"McCain nie wie, ile ma domów"

"McCain nie wie, ile ma domów"

Dodano:   /  Zmieniono: 
Kandydaci na prezydenta USA spierają się w kampanii wyborczej, który z nich jest bliższy troskom zwykłych Amerykanów, chociaż obaj są bardzo zamożni, jak wszyscy politycy amerykańscy ubiegający się - z realnymi szansami - o Biały Dom.

Licytacja na populizm zaczęła się, kiedy republikański kandydat, senator John McCain zapytany w wywiadzie przez dziennik "Politico.com", ile posiada domów, nie potrafił na to odpowiedzieć. "Mój personel się skontaktuje z panem w tej sprawie" - powiedział po namyśle.

Sztab demokratycznego kandydata, senatora Baracka Obamy błyskawicznie zareagował na potknięcie McCaina. Reporterzy otrzymali szczegółową informację, z której wynika, że republikański senator ma siedem mieszkań, w tym wolno stojące wille i luksusowe apartamenty w różnych stanach.

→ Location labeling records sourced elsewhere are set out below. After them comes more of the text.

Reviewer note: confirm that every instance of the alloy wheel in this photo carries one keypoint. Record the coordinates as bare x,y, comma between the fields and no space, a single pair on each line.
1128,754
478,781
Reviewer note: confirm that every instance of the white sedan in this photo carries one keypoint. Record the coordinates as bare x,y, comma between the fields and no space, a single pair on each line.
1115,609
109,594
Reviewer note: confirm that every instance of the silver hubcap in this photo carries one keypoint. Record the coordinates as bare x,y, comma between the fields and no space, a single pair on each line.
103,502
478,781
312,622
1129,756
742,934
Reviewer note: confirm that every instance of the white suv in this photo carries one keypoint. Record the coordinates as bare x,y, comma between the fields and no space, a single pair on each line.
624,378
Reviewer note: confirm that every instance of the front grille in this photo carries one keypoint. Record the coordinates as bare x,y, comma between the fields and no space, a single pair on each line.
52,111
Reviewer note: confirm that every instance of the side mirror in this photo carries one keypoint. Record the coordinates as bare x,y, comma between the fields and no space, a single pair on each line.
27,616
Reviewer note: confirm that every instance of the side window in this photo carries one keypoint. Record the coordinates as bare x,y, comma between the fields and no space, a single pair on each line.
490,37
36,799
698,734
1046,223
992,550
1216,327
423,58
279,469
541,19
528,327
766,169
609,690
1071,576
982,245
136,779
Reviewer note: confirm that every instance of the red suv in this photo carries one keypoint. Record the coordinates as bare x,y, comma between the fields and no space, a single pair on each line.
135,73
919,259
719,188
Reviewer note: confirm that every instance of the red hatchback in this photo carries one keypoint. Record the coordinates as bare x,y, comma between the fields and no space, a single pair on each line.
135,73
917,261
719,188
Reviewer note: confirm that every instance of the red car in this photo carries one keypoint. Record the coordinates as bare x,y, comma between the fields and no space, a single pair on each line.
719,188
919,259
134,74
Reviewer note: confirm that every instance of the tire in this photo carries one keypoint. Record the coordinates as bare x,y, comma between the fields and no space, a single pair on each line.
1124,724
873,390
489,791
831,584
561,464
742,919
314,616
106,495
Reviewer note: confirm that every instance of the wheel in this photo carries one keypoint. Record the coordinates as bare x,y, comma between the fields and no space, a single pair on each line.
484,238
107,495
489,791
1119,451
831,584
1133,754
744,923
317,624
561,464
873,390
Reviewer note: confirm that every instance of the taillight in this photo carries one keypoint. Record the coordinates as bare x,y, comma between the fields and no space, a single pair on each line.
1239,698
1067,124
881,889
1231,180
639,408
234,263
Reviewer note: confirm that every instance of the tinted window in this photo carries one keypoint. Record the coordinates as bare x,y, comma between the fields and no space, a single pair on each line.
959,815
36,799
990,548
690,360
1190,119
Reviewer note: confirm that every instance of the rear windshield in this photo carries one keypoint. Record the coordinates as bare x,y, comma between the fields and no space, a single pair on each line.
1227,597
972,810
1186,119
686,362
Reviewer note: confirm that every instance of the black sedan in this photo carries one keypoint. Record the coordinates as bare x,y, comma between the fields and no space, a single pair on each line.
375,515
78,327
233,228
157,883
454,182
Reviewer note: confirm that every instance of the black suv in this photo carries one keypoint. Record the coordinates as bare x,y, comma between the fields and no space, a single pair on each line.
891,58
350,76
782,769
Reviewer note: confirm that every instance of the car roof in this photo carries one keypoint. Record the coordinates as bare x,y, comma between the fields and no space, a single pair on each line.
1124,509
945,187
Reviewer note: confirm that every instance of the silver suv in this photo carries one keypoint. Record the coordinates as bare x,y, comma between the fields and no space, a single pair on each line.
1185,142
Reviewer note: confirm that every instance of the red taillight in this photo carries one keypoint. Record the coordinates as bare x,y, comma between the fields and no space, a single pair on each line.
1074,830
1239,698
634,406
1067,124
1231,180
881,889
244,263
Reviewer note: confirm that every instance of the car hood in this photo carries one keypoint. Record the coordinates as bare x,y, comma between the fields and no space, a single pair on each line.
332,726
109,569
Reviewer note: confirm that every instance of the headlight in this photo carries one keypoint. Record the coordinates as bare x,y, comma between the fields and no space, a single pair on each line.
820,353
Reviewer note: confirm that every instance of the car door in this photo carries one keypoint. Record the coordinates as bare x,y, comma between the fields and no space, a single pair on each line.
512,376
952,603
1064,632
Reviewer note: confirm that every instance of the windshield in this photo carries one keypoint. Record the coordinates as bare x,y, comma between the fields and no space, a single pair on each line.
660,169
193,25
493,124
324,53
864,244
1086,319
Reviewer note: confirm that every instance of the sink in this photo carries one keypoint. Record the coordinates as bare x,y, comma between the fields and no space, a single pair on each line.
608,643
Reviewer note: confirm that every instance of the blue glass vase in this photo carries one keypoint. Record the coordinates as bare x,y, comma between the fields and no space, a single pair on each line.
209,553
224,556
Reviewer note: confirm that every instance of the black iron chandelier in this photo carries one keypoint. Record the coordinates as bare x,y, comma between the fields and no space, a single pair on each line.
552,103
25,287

W opublikowanym wideo na ten sam temat pokazano owe siedem mieszkań, a na końcu Biały Dom, z komentarzem: "A oto dom, do którego nie możemy pozwolić wprowadzić się Johnowi McCainowi".

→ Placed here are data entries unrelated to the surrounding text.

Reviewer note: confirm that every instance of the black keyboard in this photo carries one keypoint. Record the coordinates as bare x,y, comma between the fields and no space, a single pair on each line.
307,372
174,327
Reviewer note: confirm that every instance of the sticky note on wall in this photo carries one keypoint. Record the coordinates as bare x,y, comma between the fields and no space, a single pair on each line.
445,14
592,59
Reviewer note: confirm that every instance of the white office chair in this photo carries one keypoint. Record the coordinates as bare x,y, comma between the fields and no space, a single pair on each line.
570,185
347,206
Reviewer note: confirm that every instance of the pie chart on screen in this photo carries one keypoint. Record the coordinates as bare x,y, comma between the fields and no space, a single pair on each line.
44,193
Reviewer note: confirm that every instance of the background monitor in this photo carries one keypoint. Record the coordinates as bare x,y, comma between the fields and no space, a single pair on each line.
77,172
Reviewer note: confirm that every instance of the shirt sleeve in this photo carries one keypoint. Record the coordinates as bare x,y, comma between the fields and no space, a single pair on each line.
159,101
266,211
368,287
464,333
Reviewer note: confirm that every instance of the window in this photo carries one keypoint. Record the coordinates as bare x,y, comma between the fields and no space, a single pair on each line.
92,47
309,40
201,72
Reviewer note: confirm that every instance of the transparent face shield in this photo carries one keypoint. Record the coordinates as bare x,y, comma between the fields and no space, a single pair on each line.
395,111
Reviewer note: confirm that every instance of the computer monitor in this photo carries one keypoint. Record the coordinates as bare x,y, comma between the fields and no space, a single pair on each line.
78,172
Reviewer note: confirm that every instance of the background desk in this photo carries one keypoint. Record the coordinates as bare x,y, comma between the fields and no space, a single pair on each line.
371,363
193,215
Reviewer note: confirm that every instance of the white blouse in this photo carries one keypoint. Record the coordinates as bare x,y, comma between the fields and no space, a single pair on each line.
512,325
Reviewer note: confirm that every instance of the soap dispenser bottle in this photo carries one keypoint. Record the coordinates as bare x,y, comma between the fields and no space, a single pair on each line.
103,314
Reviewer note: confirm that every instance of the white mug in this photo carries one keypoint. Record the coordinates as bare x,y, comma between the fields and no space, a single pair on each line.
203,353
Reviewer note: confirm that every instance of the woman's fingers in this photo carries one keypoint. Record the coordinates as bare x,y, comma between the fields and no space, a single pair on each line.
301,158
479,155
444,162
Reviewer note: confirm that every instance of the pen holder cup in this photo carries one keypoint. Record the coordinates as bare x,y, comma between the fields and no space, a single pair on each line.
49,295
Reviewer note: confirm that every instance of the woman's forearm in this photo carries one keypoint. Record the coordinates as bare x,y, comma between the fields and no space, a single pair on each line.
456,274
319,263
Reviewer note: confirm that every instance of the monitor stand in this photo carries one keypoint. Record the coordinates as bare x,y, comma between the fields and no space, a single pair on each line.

Kierownictwo kampanii McCaina natychmiast ripostowało, oświadczając, że Obama nie ma moralnego prawa do używania podobnych argumentów, ponieważ sam kupił w Chicago luksusową rezydencję - i to z pomocą dewelopera Tony'ego Rezko, który okazał się aferzystą i został skazany za nadużycia finansowe.

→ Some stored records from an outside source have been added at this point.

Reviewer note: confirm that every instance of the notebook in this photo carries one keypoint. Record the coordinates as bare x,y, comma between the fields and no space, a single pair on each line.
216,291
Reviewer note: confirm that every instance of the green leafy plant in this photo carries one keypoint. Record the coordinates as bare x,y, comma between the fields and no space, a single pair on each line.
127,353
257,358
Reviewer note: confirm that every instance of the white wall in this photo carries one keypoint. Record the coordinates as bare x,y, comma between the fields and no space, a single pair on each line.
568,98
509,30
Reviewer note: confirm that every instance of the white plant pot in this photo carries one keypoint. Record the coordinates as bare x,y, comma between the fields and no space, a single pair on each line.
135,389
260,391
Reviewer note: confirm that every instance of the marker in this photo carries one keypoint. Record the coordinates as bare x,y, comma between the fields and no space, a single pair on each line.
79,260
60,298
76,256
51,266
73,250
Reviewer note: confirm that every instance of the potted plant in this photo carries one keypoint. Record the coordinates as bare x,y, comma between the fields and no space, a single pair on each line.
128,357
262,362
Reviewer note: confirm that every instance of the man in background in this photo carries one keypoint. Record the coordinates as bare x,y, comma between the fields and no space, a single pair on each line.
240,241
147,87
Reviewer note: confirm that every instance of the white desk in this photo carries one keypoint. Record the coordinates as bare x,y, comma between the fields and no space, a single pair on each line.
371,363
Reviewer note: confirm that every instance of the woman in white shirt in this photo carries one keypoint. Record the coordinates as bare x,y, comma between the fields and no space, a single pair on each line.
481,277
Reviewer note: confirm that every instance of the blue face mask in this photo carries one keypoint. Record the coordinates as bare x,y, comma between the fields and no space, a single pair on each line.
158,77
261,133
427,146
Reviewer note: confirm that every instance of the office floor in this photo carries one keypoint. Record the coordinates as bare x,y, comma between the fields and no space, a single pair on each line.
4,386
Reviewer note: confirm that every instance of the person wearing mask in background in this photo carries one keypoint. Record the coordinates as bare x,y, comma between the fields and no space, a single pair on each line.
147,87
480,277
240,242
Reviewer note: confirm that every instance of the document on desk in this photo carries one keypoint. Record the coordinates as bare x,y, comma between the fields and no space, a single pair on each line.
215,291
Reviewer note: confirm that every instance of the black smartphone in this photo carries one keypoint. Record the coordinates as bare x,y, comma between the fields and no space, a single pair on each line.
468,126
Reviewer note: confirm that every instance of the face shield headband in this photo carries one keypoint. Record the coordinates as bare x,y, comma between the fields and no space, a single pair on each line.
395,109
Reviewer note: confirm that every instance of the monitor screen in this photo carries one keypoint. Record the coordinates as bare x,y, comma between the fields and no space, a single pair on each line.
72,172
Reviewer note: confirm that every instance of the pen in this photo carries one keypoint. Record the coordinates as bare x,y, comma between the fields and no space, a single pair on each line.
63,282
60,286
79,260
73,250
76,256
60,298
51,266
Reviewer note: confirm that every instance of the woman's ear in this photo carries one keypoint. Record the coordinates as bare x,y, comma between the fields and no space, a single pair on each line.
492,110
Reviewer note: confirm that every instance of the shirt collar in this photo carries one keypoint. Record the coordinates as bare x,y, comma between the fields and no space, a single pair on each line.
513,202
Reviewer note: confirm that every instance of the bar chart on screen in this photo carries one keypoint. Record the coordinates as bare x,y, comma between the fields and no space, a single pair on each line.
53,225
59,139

Wzajemne wytykanie sobie przez kandydatów, jak są bogaci, może być skuteczne w kampanii wyborczej w sytuacji, gdy wielu zwykłych Amerykanów dotkliwie odczuwa skutki stagnacji lub nawet recesji gospodarczej i wysokich cen benzyny.

Wielu straciło też swoje domy w wyniku niemożności spłacenia kredytów hipotecznych, których oprocentowanie rośnie; domy są przejmowane przez banki.

Zła sytuacja gospodarcza jest obecnie dla Amerykanów problemem numer jeden i od kandydatów prezydenckich oczekują przede wszystkim rozwiązania tego problemu - inne, jak wojna w Iraku, czy terroryzm, zeszły na drugi plan.

Komentatorzy podkreślają jednak, że wypominanie zamożności i sugerowanie, że oponent jest oderwany od trosk zwykłych ludzi, jest argumentem, który także McCain może stosować wobec Obamy.

Czarnoskóry senator z Illinois jest bardzo bogaty - jego dochody w ub.r. obliczono na 4 miliony dolarów, a wakacje spędza na Hawajach na prywatnej plaży.